If the math doesn’t work, push the opening date or arrange bridge income (locums, per diem hospital work where you’re already credentialed, etc.).
Practical Damage Control If You’re Already Stuck
If you’re reading this late and your paycheck is already delayed, don’t just “wait a bit longer.” Waiting is how you lose another month.
Here’s the triage:
- Make a master list of:
- Every payer
- Hospital(s)
- Status (received, under review, approved, loaded)
- Dates of each step
- Call and confirm:
- Is anything missing or unclear?
- What’s the specific hold‑up?
- What date can they realistically finalize?
- Escalate smartly:
- Ask for a provider rep or supervisor
- Use any internal contacts from your practice or hospital
- Protect current work:
- Clarify what can and cannot be billed retroactively
- Adjust scheduling and patient mix accordingly if necessary
And yes, tighten personal finances temporarily. It’s better to cut discretionary spending early than scramble when you realize you’re three months in with half the income you were expecting.

A Simple Visual: What You Want to Avoid
| Category | Value |
|---|---|
| Month 1 | 0 |
| Month 2 | 20 |
| Month 3 | 40 |
| Month 4 | 80 |
| Month 5 | 100 |
That “0–40% income” window is exactly where poor credentialing dumps you. You’re working nearly full speed, but only a fraction of it is actually collectible.

If You Remember Nothing Else
Do not make these three mistakes:
- Starting credentialing late. Begin the moment you sign anything—offer letter, lease, or incorporation documents. Not when you first walk into the office.

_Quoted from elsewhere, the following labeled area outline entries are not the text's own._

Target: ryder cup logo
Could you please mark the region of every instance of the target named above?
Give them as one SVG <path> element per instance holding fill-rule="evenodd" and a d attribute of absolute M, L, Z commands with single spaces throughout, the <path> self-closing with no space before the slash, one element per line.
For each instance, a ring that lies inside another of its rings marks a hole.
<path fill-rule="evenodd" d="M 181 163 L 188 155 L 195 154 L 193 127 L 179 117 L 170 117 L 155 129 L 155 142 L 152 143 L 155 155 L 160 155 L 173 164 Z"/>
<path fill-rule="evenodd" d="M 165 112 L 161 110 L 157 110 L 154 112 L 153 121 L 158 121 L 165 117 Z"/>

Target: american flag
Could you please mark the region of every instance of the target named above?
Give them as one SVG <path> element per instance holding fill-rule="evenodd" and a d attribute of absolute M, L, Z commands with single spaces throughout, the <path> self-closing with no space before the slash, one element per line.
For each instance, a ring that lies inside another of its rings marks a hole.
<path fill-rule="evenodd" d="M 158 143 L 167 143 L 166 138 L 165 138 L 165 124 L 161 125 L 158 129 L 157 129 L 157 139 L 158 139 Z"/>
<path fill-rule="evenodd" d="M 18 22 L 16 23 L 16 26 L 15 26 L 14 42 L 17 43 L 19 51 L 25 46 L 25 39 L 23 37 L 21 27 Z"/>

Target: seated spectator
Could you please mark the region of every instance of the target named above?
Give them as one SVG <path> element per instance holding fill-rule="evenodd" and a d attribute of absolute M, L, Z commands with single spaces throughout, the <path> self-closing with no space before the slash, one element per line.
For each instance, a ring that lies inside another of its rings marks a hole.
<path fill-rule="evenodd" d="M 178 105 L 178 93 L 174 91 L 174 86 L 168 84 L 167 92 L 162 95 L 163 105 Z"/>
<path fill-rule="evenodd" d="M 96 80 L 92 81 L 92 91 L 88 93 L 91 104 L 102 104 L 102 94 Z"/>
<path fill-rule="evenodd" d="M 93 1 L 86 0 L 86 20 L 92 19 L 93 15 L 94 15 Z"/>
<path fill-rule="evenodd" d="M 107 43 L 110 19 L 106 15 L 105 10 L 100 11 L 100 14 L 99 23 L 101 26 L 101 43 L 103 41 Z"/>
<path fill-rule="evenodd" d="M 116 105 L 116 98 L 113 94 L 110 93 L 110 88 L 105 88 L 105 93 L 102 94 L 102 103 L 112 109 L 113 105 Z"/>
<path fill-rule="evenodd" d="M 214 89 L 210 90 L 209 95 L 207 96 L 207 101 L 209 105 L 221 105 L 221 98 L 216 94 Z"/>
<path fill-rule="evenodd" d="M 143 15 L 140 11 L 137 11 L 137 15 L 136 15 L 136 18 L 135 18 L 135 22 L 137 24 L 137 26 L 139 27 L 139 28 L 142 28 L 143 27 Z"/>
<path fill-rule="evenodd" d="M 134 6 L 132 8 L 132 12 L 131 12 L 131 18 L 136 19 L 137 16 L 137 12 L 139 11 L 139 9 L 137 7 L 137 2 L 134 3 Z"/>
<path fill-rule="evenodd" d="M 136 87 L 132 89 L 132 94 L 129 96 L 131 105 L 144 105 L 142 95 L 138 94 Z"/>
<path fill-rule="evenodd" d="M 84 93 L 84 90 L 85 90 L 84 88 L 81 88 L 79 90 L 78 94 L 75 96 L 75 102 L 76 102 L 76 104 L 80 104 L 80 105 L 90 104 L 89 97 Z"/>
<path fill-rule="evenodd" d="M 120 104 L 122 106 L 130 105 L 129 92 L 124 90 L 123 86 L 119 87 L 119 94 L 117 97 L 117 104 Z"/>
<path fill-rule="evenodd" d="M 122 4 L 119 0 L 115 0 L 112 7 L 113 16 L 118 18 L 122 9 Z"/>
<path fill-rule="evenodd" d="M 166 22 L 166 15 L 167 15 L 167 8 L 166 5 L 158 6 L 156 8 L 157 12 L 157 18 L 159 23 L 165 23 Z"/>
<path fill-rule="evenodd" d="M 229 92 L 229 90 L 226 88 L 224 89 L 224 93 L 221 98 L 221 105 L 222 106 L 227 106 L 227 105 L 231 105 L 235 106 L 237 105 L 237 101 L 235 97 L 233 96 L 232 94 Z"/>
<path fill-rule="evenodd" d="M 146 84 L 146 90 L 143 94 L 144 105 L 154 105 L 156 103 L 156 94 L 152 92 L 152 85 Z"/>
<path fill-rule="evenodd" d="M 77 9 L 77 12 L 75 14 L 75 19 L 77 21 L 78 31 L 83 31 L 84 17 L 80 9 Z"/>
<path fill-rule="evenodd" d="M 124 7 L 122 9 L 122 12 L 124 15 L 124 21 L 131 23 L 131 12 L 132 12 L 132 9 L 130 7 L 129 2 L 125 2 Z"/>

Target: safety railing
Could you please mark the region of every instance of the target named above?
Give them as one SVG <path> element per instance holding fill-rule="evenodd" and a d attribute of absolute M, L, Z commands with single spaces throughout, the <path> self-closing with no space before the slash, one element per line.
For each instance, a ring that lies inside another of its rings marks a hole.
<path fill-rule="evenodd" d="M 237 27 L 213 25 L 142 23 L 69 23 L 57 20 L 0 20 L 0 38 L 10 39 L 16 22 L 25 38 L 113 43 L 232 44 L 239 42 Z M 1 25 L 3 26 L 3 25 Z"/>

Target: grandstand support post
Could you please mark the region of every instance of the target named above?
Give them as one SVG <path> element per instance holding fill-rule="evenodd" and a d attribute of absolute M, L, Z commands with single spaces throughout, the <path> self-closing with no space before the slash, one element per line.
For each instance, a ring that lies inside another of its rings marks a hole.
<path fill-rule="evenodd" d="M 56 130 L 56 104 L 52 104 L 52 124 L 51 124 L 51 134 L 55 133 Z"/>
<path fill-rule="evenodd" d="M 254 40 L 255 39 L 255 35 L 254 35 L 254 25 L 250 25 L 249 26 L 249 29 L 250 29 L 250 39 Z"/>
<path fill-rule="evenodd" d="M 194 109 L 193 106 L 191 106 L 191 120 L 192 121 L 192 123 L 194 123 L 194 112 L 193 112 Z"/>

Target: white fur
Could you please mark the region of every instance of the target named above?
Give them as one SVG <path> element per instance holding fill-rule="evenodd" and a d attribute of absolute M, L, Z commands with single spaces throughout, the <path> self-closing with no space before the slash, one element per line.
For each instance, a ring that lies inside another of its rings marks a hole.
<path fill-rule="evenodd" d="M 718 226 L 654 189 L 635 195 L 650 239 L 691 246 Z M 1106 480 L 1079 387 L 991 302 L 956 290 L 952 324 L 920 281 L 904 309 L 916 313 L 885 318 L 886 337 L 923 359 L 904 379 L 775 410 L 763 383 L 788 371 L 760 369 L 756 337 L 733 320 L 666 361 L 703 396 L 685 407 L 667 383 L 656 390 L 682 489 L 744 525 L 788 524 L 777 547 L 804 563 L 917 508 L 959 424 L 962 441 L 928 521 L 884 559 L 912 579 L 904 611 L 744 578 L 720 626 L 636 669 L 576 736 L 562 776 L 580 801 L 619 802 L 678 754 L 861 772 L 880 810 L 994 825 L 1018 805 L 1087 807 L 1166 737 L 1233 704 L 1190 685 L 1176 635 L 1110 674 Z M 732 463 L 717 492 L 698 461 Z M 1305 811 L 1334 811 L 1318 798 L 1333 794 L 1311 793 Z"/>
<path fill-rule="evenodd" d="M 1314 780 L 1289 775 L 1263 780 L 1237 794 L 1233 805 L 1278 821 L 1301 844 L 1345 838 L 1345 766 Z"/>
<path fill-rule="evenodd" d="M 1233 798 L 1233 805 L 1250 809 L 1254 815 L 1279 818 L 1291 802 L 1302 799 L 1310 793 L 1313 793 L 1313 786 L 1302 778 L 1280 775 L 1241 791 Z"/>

- Treating credentialing as “set it and forget it.” Track every payer, every status, every effective date. Verify, don’t assume. Inconsistency and silence are what delay checks.
- Letting others “handle it” without oversight. Whether it’s a recruiter, biller, or office manager, you still own this process. Ask questions. Demand timelines. Get proof.
You worked too hard to practice medicine just to donate your first months of work to insurance bureaucracy. Guard your credentialing like you’d guard your license—because your paycheck depends on it.